C’était l’un des événements les plus commentés de l’année. Dimanche 14 juin, la pelouse sud de la Maison Blanche s’est transformée en arène pour un gala de l’UFC, baptisé « Freedom 250 », à l’occasion à la fois de l’anniversaire du président américain et des 250 ans de la déclaration d’indépendance. Plus de 4 000 invités triés sur le volet, dont le patron de Meta Mark Zuckerberg, entouraient la cage. Un show au budget colossal, qui avait déjà fait grincer des dents.
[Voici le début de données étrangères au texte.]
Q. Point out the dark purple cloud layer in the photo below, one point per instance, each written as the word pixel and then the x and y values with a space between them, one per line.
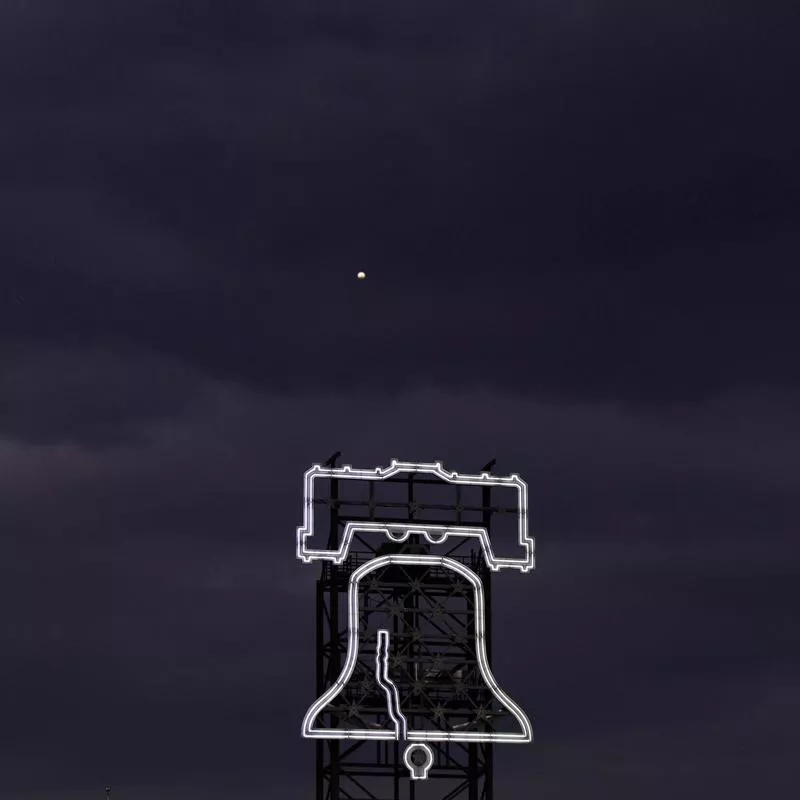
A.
pixel 579 222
Mais l’événement aurait pu prendre une tout autre tournure. Mardi, le directeur du FBI, Kash Patel, a annoncé sur X qu’un projet d’attaque avait été déjoué, et que plusieurs individus se trouvaient désormais en détention, à l’issue d’une opération menée dans plusieurs États. Selon les documents judiciaires et la presse américaine, le plan présumé aurait notamment impliqué des drones et visait à semer la panique. Une vingtaine de personnes auraient été identifiées. À ce stade, les suspects demeurent présumés innocents, l’enquête se poursuivant.
En déplacement au sommet du G7, à Evian, Donald Trump a assuré ne pas avoir été informé de la menace : « Je n’étais pas au courant », a-t-il réagi. Le vice-président JD Vance a, de son côté, évoqué un complot terroriste sur fond de tensions politiques — une lecture qui lui appartient. Cible de plusieurs menaces ces dernières années, le président américain voit, une fois encore, la question de sa sécurité revenir au premier plan. L’affaire, elle, est loin d’être close.